Current price volatility is also driving CG Leads persistently high levels of speculative trading, the firm says.
Delaying some permits, a process that is also known as “backloading,” could provide some temporary stability and would raise carbon prices to around € ($.) a ton, but only structural reforms would permanently support prices, Point Carbon says. Last year EUAs averaged €. ($.) a ton. If backloading is adopted, Point Carbon assumes that the auctioned volume will be reduced by million and million allowances in and , respectively.
Despite the growth in volumes traded — and even assuming an EUA price elevated as a result of backloading to around € ($.) a ton — the value of the EUA market will grow by only percent this year compared to , reaching € billion ($. billion) against € billion ($. billion).
However, come next year, volumes traded on global carbon markets will drop significantly for the first time since the EU Emissions Trading Scheme was launched, to . gigaton, a decrease of about percent, before returning to moderate growth in . Within the EU ETS, the predicted decline in volumes next year to around Gt is due to the backloading of allowances that would reduce primary, and thus also secondary trades, were it to be approved, Point Carbon said.
In mid-March, The European Union canceled an auction of carbon permits for the first time, causing prices to drop to their second-lowest close on record.
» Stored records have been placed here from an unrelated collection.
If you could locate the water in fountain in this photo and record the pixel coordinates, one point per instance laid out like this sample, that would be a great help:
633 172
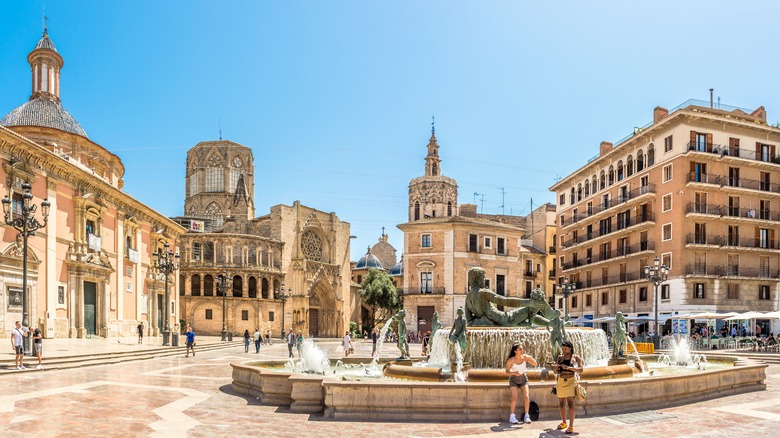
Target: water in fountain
489 347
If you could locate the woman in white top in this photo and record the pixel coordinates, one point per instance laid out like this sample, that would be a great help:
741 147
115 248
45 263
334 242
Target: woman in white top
347 344
515 368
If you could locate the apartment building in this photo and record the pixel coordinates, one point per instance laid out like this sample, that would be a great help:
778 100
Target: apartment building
699 188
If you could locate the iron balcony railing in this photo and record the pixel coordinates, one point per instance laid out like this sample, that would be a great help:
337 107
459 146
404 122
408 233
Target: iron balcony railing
602 205
612 228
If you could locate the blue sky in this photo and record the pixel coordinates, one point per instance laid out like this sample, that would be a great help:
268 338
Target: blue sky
336 98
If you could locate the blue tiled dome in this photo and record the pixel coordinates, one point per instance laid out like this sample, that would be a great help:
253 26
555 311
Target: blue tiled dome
43 112
369 261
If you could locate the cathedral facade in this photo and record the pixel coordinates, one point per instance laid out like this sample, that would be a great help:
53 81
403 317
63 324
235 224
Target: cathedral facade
286 269
90 268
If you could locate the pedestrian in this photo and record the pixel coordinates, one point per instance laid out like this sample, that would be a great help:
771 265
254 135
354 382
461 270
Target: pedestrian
568 365
38 347
347 344
190 341
258 339
17 343
290 341
516 366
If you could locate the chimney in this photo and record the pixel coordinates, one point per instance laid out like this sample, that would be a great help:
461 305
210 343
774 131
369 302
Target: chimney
659 113
605 147
468 210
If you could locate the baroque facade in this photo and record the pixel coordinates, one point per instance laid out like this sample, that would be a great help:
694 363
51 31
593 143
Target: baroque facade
699 188
443 240
90 268
287 269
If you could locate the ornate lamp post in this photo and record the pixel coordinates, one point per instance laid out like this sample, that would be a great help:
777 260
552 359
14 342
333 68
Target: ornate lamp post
566 289
222 286
25 222
656 274
282 296
166 263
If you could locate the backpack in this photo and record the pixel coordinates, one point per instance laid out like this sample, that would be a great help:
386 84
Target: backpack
533 411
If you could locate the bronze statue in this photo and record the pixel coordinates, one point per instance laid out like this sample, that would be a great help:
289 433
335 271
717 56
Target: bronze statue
481 305
458 331
403 343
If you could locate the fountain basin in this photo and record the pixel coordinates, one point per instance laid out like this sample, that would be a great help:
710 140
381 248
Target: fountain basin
381 399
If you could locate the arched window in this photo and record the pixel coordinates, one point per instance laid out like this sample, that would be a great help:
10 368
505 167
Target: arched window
252 287
208 286
195 286
264 288
238 286
650 155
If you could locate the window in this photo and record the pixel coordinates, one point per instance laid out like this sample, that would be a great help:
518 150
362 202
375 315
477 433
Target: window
667 202
668 144
666 232
473 243
763 292
426 282
667 173
699 290
732 292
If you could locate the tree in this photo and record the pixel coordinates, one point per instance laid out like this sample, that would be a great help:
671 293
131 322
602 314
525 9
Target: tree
379 293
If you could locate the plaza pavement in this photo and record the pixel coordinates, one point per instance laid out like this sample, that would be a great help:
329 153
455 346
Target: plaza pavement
178 396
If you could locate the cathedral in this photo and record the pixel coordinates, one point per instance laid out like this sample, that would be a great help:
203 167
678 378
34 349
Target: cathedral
89 268
288 269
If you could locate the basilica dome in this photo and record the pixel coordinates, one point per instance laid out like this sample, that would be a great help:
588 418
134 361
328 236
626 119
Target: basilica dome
43 112
369 261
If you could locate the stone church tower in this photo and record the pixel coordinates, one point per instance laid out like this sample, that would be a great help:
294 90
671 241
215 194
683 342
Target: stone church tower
220 184
432 195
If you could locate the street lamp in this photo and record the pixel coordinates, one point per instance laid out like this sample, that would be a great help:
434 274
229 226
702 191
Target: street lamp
282 296
166 263
23 220
566 289
656 274
222 285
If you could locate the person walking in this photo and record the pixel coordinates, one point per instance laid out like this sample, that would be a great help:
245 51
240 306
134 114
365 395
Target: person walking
299 344
38 347
258 339
347 344
190 341
516 367
290 341
568 365
17 343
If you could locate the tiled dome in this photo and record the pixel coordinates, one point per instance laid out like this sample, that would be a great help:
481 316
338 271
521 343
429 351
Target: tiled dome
43 112
368 261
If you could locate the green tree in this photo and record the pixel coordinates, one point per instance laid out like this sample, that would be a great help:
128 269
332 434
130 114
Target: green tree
379 293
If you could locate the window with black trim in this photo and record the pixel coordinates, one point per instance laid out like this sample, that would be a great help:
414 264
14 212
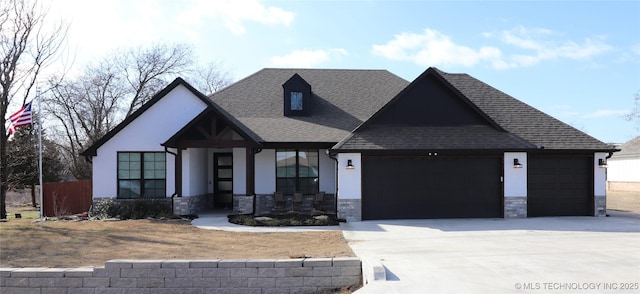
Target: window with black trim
296 101
141 174
297 171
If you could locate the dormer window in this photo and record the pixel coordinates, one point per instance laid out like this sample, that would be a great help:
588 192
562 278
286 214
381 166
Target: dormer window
297 96
296 101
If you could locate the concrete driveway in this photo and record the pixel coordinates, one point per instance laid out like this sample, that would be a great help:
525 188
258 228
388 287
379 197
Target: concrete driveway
534 255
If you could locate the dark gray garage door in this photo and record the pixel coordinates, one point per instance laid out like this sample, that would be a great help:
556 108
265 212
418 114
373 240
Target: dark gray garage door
430 187
559 186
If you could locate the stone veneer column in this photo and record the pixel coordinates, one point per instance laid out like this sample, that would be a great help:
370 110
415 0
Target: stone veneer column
600 205
350 209
515 207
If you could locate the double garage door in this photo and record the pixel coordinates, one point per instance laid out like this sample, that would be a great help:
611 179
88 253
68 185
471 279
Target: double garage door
471 187
431 187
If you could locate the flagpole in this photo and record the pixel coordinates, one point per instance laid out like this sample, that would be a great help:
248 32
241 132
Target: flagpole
40 153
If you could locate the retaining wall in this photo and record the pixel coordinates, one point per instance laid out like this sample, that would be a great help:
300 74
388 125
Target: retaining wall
311 275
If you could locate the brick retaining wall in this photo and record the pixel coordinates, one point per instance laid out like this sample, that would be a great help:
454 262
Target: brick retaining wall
311 275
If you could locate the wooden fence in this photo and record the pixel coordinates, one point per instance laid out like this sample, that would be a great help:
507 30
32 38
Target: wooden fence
66 198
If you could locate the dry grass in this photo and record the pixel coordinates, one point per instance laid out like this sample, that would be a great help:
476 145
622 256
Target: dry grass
624 201
23 243
71 244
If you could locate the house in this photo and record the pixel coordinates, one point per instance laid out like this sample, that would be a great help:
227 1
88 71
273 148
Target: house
623 173
379 147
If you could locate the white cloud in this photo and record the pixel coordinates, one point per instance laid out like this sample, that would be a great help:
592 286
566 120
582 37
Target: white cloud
307 58
606 113
526 47
433 48
538 45
235 13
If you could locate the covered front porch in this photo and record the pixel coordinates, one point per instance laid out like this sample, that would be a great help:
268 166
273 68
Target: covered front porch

The auction was canceled because bids failed to reach a secret reserve price, reported Bloomberg News. The price would have cleared “significantly” below the prevailing market rate, according to European Energy Exchange AG.
Towards the end of last week, EU Carbon prices dropped as demand fell for newly released allowances, paring a weekly gain catalyzed by speculation that EU governments were nearing an agreement on a proposal aimed at boosting prices, Bloomberg said.